Disney (DIS) reported Wednesday that its entire streaming division was profitable for the first time, but weakness in its parks division marred previously positive reports, with the company predicting “moderation in consumer demand” toward the end of the quarter. “It’s happening,” he pointed out.
In Disney’s fiscal third quarter, its direct-to-consumer (DTC) streaming business, which includes Disney+, Hulu and ESPN+, had operating income of $47 million, compared with a loss of $512 million in the year-ago period. The company previously expected to reach overall streaming profitability by this quarter.
Overall, the company reported third-quarter adjusted earnings per share of $1.39, which beat analysts’ estimates of $1.19 compiled by Bloomberg and beat the $1.03 Disney reported in the year-ago period. .
Revenue of $23.2 billion exceeded the consensus estimate of $23.1 billion and was higher than the year-ago period’s $22.3 billion.
Disney also raised its full-year adjusted earnings growth forecast to 30% from 25%.
Disney shares rose as much as 3% in premarket trading on Wednesday, but those gains have since disappeared. Disney stock has been mostly flat this year, according to the report.

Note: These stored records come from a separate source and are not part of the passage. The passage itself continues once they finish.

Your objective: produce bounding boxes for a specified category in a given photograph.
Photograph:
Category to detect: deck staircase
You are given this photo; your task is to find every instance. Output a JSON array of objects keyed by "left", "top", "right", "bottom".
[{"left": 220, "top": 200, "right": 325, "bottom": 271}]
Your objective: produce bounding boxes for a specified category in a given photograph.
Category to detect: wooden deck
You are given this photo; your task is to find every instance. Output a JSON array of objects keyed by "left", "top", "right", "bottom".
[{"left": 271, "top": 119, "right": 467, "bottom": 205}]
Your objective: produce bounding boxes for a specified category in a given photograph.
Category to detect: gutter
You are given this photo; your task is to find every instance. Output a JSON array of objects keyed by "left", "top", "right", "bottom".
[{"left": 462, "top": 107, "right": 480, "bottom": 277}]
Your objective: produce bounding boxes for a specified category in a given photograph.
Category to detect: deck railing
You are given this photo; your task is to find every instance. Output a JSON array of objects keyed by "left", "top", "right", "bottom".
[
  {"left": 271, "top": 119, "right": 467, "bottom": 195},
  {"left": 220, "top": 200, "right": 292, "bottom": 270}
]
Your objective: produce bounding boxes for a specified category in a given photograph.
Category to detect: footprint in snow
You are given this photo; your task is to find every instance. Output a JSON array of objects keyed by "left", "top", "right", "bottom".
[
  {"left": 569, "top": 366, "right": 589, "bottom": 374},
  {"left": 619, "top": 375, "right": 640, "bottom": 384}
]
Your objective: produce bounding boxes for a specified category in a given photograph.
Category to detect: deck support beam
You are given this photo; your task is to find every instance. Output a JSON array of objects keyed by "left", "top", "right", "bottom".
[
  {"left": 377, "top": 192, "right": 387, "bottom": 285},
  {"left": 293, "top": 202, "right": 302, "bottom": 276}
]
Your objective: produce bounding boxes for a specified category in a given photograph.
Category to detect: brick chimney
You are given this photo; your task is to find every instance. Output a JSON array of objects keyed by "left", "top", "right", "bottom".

Looking ahead, Disney said streaming profitability remains on track for improvement in the fourth quarter, with both DTC Entertainment (which posted a $19 million loss in the third quarter) and ESPN+ expected to be profitable. said.
The company said in a release that it “remains optimistic about our company’s trajectory with multiple components to improving margins in the coming years.”
One of these components is new price increases for these services. On Tuesday, the company announced it was raising prices again across its Disney+ and Hulu plans, with these changes set to go into effect in October.
Disney’s main disappointment in the quarter was its parks business, where domestic operating profit fell 6% from a year ago to $1.35 billion. The company warned that demand restraints could continue for “several quarters to come.”
The company added that Disneyland Paris will be affected by the usual reduction in consumer demand due to the Olympics and a slight softening in the Chinese business cycle. The company said it continues to see “strong” demand for cruises.